Review mistakes, refactor solutions, write clean explanations and complexity analysis.
Plan next 30/90 day learning: deeper graph algorithms, advanced DP, system design, competitive practice.
Daily problem targets and difficulty
Days 1–3: mostly easy; aim 3–5 problems/day.
Days 4–10: mix easy/medium; 2–4 problems/day focusing on pattern mastery.
Days 11–14: medium problems, 2–3/day, with one longer DP/graph problem.
Day 15: 1-3 problems in timed mode as a mock contest.
Java practical tips and templates
Fast input for contest-style problems: Use BufferedReader + StringTokenizer or Scanner for simplicity (BufferedReader faster).

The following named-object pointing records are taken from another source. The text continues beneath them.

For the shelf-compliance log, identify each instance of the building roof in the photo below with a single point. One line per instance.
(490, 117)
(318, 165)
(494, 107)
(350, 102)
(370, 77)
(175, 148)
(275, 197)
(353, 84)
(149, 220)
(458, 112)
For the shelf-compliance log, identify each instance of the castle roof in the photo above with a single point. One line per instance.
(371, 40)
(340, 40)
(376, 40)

Common template structure: public class Solution { public static void main(String[] args) throws Exception { BufferedReader br = new BufferedReader(new InputStreamReader)); // parse input // call solver methods } // helper methods and DS implementations }
Collections note: prefer primitive arrays when possible (int[]); use ArrayList when dynamic sizing required, but watch boxing costs in tight loops.

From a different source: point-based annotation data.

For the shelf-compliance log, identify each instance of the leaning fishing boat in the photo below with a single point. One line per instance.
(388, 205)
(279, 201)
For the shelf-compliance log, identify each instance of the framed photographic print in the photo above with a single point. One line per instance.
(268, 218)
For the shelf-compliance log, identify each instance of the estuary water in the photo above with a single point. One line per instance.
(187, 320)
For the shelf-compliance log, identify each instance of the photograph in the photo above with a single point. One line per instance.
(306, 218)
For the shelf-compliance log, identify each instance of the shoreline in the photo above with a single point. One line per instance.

Avoid java.util.Stack; prefer ArrayDeque for stack/queue use.
When using recursion, consider converting to iterative or increasing JVM stack size only if necessary.
How to practice effectively
Read problem statement carefully; write examples and edge cases before coding.
After solving, write a short explanation (1–3 sentences) of approach and complexity.
Re-solve problems you struggled with after 3–7 days to reinforce patterns.
Keep a notebook (digital or paper) of patterns and key idioms in Java.
Suggested resources
Algorithm textbooks: (e.g., Sedgewick’s Algorithms in Java) for in-depth study.
Problem sites: LeetCode, HackerRank, Codeforces, GeeksforGeeks for practice and tutorials.
Java docs: Oracle/Java API docs for collections and concurrency basics.
Measuring progress
Track problems solved per topic and accuracy.
Time yourself occasionally on 2–3 problems to measure speed improvements.
After 15 days, aim to consistently solve medium problems in 45–60 minutes and easy problems in 10–25 minutes.
Next steps after day 15
Keep a 30/60/90 day plan: increase problem difficulty, participate in contests, implement data structures from scratch, and study advanced topics (segment trees, tries, suffix arrays, flow algorithms).
Contribute solutions with explanations (blog posts or GitHub repo) to solidify learning.
Final note Consistency matters more than cramming. Use these 15 days to build reliable habits: learn a concept, apply it to problems, analyze mistakes, and repeat. With disciplined practice and focused review, Java + DSA skills will grow quickly beyond this starter plan.